In Virginia, remnant moisture from the system produced an average of 1.5-2.5 inches of rain in some areas. A portion of a driveway was washed out by floodwaters. Several major roadways were closed after being inundated by floodwaters. Northeastern Florida reported rip currents and waves up to 4–6 feet. In Myrtle Beach, South Carolina, coastal flooding was reported, inundating several roadways.

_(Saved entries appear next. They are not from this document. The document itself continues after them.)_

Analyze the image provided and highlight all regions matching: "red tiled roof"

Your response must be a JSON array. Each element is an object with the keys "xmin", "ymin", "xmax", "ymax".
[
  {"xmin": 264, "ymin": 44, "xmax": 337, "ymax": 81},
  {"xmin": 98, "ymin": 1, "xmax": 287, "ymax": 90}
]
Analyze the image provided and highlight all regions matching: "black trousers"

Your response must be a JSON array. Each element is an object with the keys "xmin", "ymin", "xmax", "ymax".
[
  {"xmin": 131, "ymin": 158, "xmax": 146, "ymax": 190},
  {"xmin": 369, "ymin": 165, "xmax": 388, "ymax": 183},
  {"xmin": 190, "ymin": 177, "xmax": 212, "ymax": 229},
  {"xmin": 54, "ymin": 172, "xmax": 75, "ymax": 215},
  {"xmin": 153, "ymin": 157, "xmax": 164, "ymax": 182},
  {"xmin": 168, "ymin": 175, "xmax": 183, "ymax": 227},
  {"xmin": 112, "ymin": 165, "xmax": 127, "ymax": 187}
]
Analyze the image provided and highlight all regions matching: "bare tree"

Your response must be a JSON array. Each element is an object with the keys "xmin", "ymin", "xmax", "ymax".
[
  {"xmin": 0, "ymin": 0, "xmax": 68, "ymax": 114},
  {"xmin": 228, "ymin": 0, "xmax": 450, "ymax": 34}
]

Governor of North Carolina Roy Cooper declared a state of emergency following the storm. In Carolina Beach, US$800,000 were allocated for debris removal and repairs. Burnswick county allocated US$3.2 million to rebuild roads that were destroyed during the storm. Overall, repairs to the damaged roads costed more than US$9 million. A disaster declaration was issued for Burnswick, New Hanover, and Onslow counties. Loans were given out to several business and home owners. Kure Beach spent US$900,000 to support recovery efforts from the storm. In Onslow County, a US$2.94 million project was approved to use 61,000 cubic yards of sand to rebuild dunes that were destroyed during the storm.